年夫人仰起头,看着自己的丈夫,突然用力将他的头带了下来,狠狠的带着这么多年的发泄意味的惩罚式的吻了上去。
年兴邦为了弥补,努力的配合着。只是怎么也逃避不了带着暧昧的疏离,两个人努力想要重温那些年一起经历过的激动,但是,却悲哀的发现,唇分时刻,两个人都有一种解脱一样的感觉。
年夫人不甘心的想要挑动他的****。却被年兴邦轻轻的握住了手,她听见自己曾经那么喜爱的声音,巴不得天天都能够听见的声音,残忍的响起:“抱歉。”

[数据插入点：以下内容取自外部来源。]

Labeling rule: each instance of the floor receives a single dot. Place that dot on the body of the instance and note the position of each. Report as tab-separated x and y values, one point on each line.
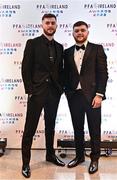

她听话的放下手,却近乎崩溃:“为什么,为什么,为什么?为什么,你宁愿碰晓晓也不愿意碰我么?”她有些失态的疯癫:“你为什么要这么残忍,为什么,我是你的妻子,合法的陪你睡觉的人啊!可是你为什么要一而再再而三的这样践踏我?我的心难道就不值得你的珍惜么?我们的女儿就不需要你的考虑么?你怎么可以这么对我们,怎么可以这样残忍。”
看着坐在自己身上,涕泗横流,完全没有平时那样优雅从容的妻子,年兴邦却突然觉得一切都无所谓了。妻子这样发泄之后,自己的罪恶感确实少了很多。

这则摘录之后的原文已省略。